Ex-general Prabowo faces an evening deadline to challenge official results on July 22 that showed he lost to Jakarta Governor Joko Widodo by more than eight million votes. Prabowo is seeking a fair process, Hashim said, even as his stance has created uncertainty for voters and investors in Asia’s fifth biggest economy.
“The main basis of the challenge is that the election commission has not acted even according to their own rules,” Hashim, a businessman and son of Suharto-era finance minister Sumitro Djojohadikusumo, said at his office in Jakarta. “I think we can prove it. We have an enormous amount of evidence.”
The rupiah jumped and Indonesian stocks advanced on July 23 after Widodo’s win was confirmed by the election commission, an indication of investors’ preference for his economic platform, seen as more market-friendly. The rupiah fell 0.1 percent today against the dollar after rising as much as 0.3 percent.
Chinese President Xi Jinping joined other world leaders in congratulating Widodo, known as Jokowi, on his win, the state-run Xinhua News Agency reported today. In a message Wednesday, Xi said China has made Indonesia a priority in regional diplomacy and sees it as a reliable partner. U.S. President Barack Obama called Jokowi after the results, the White House said July 23.

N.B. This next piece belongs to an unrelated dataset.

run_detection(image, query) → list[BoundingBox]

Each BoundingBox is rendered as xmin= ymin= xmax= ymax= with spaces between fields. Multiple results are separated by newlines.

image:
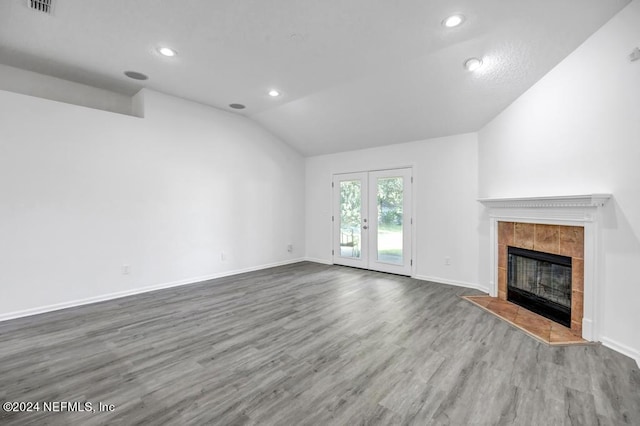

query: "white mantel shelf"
xmin=478 ymin=194 xmax=611 ymax=209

Prabowo’s legal team said the Suharto-era commando will file a suit with the Constitutional Court tonight questioning procedures at about 59,000 polling stations. Prabowo has called the poll “undemocratic.”
Prabowo’s team asked police to investigate reports from his team’s poll witnesses that some ballot boxes were opened at the wrong time, said Mohamad Taufik, the head of the Prabowo campaign team in Jakarta. “We think this is criminal,” he said. “Our witnesses came and were surprised.”

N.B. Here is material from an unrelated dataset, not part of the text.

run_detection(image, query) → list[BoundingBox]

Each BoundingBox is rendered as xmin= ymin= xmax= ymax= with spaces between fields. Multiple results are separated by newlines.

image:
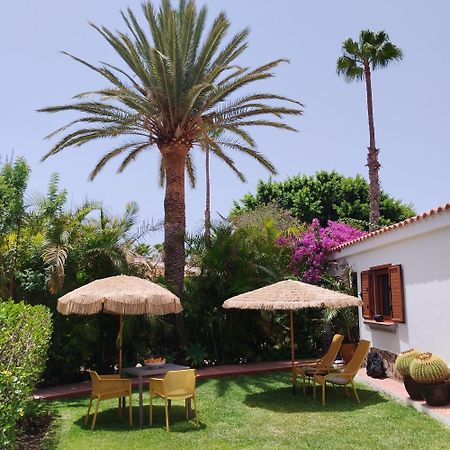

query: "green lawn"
xmin=48 ymin=373 xmax=450 ymax=449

The last-minute effort to swing the result will raise pressure on a court previously tainted by corruption to issue a decision rooted in the law. Failure to do so would be a setback for a young democracy still emerging from decades of rule by dictator Suharto, and may risk street protests.
Jokowi has not commented on Prabowo’s allegations, instead calling for national unity after the most divisive election since Indonesia returned to democracy when Suharto was ousted in 1998. The campaign between Jokowi, 53, and Prabowo, a former special forces chief once married to Suharto’s daughter, split the country between those looking for a more liberal democracy and those nostalgic for a leader who projects strength.
The court would have about a week to decide whether to accept Prabowo’s case, according to court legislation. If it chooses to do so, the judges would hear arguments in August and rule by Aug. 24, in time for the next president to take over on Oct. 20, when President Susilo Bambang Yudhoyono’s second term ends. The court’s decision, which does not require a consensus, is final.
After the July 9 vote both candidates claimed victory based on unofficial quick counts -- though all the counts by survey companies that agreed to be audited showed Jokowi winning -- and called on supporters to guard against manipulation of the formal tally. The onus is now on Prabowo to prove his allegations.
“The court is unlikely to overturn the results considering public and international scrutiny is high,” said Lina Gautama, a Singapore-based research associate at consultancy Control Risks. “Hamdan Zoelva, who is currently the chief justice, has promised that he will make this transparent and the proceedings will be made public through direct videos.”
Yudhoyono called for calm in a YouTube message posted today on his Twitter account, and again congratulated Jokowi on his election win.
“We must trust KPU and respect the results of vote counting done by the KPU,” he said, referring to the election commission. “We have to respect Pak Jokowi together with Pak Jusuf Kalla, whom the KPU has declared winners in this presidential election. If Pak Jokowi and his supporters are expressing gratitude, rejoicing, and celebrating, it is reasonable and we have to respect that.”